State lives outside the store

The data dir is a stable host path via systemd StateDirectory= (service surface). It is never a hash input, never pushed, never a GC root, never collected — GC roots are exactly the store paths a generation pins, and a state dir is not one. The generation records that the stack is stateful and the managed state-dir shape (paths, never contents).

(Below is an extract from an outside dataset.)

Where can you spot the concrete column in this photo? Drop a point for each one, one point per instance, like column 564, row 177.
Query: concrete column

Rollback reverts code, not data

A rollback is an atomic flip over binary + config. The data dir is shared across generations and is not reverted. So:

  • An older binary may run against a newer (migrated) schema and refuse to start — a fundamental property of atomic-deploy-with-mutable-state, not a Punix bug.
  • service rollback warns loudly on any stateful transition across the rollback span — including rolling back to a stateless generation, where the data dir is orphaned (not deleted), and a StateDirectory rename, where systemd would create a new empty dir and orphan the old data.
  • The warning informs, it does not block — you may know the transition is safe.

The one-liner: Punix gives you atomic, reversible code and idempotent, additive state setup; it does not give you reversible state. Reversible data is a backup/restore concern — Punix can schedule backups (a Litestream replica, or a pg_dump oneshot on a timer), but the bytes are operator-owned.

Scope

PostgreSQL ships. openbao (a startup-time unseal oracle — a different lifecycle) and harmonia (a plain signing-key secret — no provisioner needed) are deferred. The oneshot model covers one-time idempotent setup only.

Where in the code

  • src/punix/deploy/generators/provision.py — the provisioning oneshot + idempotent SQL.
  • src/punix/deploy/manifest.pyGeneration.stateful / state_dirs.